Thread: [PATCH] buffile: ensure start offset is aligned with BLCKSZ

[PATCH] buffile: ensure start offset is aligned with BLCKSZ

From
Sasasu
Date:
Hi hackers,

there are a very long discuss about TDE, and we agreed on that if the
temporary file I/O can be aligned to some fixed size, it will be easier
to use some kind of encryption algorithm.

discuss:
https://www.postgresql.org/message-id/20211025155814.GD20998%40tamriel.snowman.net

This patch adjust file->curOffset and file->pos before the real IO to
ensure the start offset is aligned.
Attachment

Re: [PATCH] buffile: ensure start offset is aligned with BLCKSZ

From
Antonin Houska
Date:
Sasasu <i@sasa.su> wrote:

> Hi hackers,
>
> there are a very long discuss about TDE, and we agreed on that if the
> temporary file I/O can be aligned to some fixed size, it will be easier
> to use some kind of encryption algorithm.
>
> discuss:
> https://www.postgresql.org/message-id/20211025155814.GD20998%40tamriel.snowman.net
>
> This patch adjust file->curOffset and file->pos before the real IO to
> ensure the start offset is aligned.

Does this test really pass regression tests? In BufFileRead(), I would
understand if you did

+            file->pos = offsetInBlock;
+            file->curOffset -= offsetInBlock;

rather than

+            file->pos += offsetInBlock;
+            file->curOffset -= offsetInBlock;

Anyway, BufFileDumpBuffer() does not seem to enforce curOffset to end up at
block boundary, not to mention BufFileSeek().

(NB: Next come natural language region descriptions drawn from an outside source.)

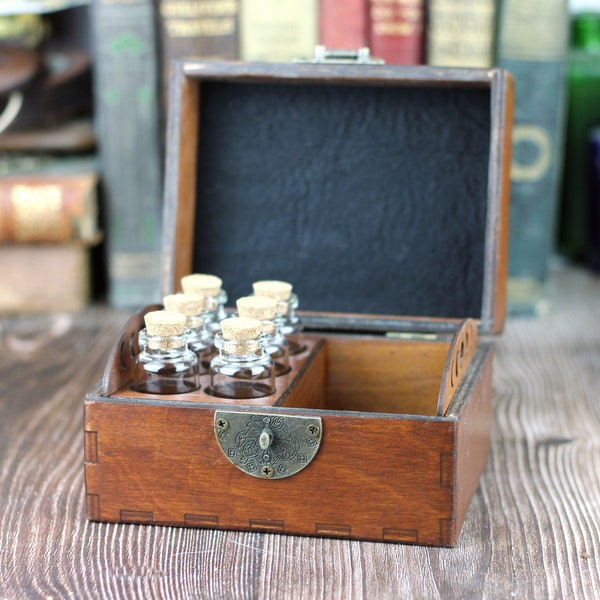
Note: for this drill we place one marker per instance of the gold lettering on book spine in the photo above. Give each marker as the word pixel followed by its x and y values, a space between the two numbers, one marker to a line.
pixel 397 17
pixel 37 212
pixel 193 19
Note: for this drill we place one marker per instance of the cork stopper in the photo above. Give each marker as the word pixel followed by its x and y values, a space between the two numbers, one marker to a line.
pixel 240 329
pixel 164 323
pixel 189 305
pixel 280 290
pixel 201 283
pixel 257 307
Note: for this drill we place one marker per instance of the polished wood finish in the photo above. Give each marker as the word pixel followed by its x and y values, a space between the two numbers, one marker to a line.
pixel 531 530
pixel 406 421
pixel 386 477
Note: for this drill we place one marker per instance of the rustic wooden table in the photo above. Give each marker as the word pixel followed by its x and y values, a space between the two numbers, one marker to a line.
pixel 532 531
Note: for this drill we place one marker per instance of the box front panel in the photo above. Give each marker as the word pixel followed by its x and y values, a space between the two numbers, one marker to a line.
pixel 377 478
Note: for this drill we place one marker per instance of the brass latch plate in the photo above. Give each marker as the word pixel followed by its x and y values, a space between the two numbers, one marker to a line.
pixel 268 446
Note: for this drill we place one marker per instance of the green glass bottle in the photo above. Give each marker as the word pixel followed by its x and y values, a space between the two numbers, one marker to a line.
pixel 583 115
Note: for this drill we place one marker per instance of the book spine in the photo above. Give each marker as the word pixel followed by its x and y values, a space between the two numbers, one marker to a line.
pixel 206 29
pixel 130 145
pixel 49 209
pixel 593 199
pixel 461 33
pixel 396 30
pixel 344 25
pixel 532 46
pixel 278 30
pixel 583 114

When I was implementing this for our fork [1], I concluded that the encryption
code path is too specific, so I left the existing code for the unecrypted data
and added separate functions for the encrypted data.

One specific thing is that if you encrypt and write n bytes, but only need
part of it later, you need to read and decrypt exactly those n bytes anyway,
otherwise the decryption won't work. So I decided not only to keep curOffset
at BLCKSZ boundary, but also to read / write BLCKSZ bytes at a time. This also
makes sense if the scope of the initialization vector (IV) is BLCKSZ bytes.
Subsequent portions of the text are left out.